Bugzilla – Bug 21275
[Imports]: Force utf-8
Last modified: 2014-03-03 20:55:12 UTC
From annevk: Lets override all the encoding magic the HTML layer might bring with
it and simply always decode these resources using utf-8, just as we do
with workers and such.
Anne, can you help with a good language here? I am not very well-versed in encodings. Or as you might say, my sniffing is not up to snuff.
Basically. I think you want "utf-8 decode" /byte stream/ and then parse the result of that operation using the HTML parser. XMLHttpRequest does something similar.
http://encoding.spec.whatwg.org/#utf-8-decode defines utf-8 decode.
3:42 PM <annevk> dglazkov: so now you cannot have CORS-cross-origin resources so that part of the spec doesn't make sense anymore
3:43 PM <annevk> dglazkov: you also need to say what happens if fetching failed
3:44 PM <annevk> I guess it's mostly fine otherwise, although I wonder if it shouldn't use a crossorigin attribute on <link> like most other things we have
Sorry for spam. Wrong bug.
You convert the stream into a code point stream. You cannot use that new stream as a byte stream. Language similar to http://xhr.spec.whatwg.org/#document-response-entity-body is probably enough: "Decode byte stream response entity body using fallback encoding charset and then let document be a document that represents the result of that, parsed following the rules set forth in the HTML specification for an HTML parser with scripting disabled."
Spoke with Hixie, he's going to give us a better hook.
(In reply to comment #8)
> Spoke with Hixie, he's going to give us a better hook.
Seems fine to me. I ended up not mentioning the input byte stream explicitly in XMLHttpRequest. Either way works I think.
In trying to implement this in Blink (see https://codereview.chromium.org/178883002/), I'm somewhat puzzled as to what's intended by the spec. It seems to be saying that the response is always interpreted as UTF-8. Per HTML, that overrides <meta charset>. Is that intentional? What about HTTP Content-Type headers? Is overriding those intentional? It seems strange to me to choose a different encoding than the document (or document's server) claim the document is encoded in.
Ping? I'm interested particularly in the opinions of morrita and annevk (who I think suggested this in the first place).
(In reply to Adam Klein from comment #13)

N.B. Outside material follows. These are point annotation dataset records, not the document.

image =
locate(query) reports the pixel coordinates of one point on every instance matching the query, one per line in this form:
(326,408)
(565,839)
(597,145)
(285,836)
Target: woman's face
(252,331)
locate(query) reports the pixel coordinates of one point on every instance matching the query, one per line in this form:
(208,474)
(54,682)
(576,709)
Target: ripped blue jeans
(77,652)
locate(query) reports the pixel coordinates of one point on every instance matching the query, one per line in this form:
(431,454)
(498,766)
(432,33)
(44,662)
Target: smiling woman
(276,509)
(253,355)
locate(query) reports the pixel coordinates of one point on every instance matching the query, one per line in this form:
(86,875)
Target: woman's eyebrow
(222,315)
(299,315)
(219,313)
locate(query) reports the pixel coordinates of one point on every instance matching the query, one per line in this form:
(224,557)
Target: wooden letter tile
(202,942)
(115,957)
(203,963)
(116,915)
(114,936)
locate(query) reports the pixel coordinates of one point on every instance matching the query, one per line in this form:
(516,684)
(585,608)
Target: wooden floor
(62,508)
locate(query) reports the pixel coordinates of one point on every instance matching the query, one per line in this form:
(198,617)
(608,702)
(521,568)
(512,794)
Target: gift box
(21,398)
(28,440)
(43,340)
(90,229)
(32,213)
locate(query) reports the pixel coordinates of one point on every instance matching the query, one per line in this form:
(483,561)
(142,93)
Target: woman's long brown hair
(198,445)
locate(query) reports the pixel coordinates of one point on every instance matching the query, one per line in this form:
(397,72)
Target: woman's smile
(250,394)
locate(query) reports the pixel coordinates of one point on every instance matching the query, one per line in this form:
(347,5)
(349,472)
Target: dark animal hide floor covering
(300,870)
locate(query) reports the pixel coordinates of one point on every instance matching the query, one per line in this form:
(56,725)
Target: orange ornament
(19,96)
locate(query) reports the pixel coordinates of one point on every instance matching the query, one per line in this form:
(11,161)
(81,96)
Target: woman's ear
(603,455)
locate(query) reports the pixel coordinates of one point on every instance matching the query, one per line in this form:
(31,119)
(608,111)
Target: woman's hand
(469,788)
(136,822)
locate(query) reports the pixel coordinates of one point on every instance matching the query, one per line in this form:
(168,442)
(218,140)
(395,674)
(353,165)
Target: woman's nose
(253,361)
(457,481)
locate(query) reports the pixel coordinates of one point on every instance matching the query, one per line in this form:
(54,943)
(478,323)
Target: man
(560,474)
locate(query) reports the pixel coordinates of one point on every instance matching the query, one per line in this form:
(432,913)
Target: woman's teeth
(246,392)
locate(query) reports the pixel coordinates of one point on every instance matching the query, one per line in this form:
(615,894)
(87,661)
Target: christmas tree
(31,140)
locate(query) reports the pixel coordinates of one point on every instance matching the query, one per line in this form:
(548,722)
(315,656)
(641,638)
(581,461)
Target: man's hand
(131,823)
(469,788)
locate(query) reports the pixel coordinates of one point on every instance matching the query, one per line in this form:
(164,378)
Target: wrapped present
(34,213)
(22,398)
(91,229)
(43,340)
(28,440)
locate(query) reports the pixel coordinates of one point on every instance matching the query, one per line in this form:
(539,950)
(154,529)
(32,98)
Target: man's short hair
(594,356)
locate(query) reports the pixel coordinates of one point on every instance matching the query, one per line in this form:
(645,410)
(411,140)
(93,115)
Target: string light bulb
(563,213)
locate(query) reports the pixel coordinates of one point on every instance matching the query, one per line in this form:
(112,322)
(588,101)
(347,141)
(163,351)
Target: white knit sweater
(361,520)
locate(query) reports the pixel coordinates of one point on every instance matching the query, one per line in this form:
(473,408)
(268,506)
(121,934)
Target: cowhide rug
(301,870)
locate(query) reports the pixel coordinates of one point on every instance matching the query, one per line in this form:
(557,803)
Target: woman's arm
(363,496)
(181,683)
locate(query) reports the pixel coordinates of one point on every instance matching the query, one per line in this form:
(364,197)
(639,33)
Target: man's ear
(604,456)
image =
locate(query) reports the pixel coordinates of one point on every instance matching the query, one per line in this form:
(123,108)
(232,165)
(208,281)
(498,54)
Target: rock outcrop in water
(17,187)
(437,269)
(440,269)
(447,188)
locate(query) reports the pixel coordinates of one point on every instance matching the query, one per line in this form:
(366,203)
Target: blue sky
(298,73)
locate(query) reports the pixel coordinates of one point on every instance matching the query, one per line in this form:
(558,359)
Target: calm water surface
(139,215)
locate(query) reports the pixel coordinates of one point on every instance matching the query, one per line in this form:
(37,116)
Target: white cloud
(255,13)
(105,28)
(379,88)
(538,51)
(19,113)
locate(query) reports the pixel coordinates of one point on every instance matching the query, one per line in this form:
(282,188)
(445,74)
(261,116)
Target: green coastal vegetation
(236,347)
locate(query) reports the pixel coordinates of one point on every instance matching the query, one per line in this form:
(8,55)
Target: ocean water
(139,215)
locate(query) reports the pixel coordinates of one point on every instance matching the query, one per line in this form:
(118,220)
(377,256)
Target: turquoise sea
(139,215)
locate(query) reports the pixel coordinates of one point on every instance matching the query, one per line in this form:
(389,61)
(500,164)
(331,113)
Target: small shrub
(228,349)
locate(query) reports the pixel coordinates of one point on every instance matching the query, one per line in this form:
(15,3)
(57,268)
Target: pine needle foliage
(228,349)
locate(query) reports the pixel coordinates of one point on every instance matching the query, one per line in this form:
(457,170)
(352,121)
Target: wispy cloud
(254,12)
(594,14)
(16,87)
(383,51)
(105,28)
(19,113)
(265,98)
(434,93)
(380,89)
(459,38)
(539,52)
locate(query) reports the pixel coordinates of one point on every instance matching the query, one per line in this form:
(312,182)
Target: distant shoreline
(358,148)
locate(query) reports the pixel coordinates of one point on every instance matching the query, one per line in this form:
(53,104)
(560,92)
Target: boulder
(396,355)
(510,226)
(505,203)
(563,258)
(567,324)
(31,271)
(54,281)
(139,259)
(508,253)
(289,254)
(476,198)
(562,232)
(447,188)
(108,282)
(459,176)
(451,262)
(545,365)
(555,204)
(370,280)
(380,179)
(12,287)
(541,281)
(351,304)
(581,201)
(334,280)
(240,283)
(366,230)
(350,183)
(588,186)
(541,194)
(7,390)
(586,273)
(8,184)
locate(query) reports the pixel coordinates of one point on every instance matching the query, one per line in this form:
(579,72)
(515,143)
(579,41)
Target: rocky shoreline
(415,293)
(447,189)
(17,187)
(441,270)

> Ping? I'm interested particularly in the opinions of morrita and annevk (who
> I think suggested this in the first place).
I'm inclined to do no special casing for both utf-8 and quirks mode thing
as long as imports are documents not fragments. There are many knobs to affect text encoding detection and it seems hard to state this special case well.
If we switch to fragments, we can define how the transport layer of imports work separately from one of the document.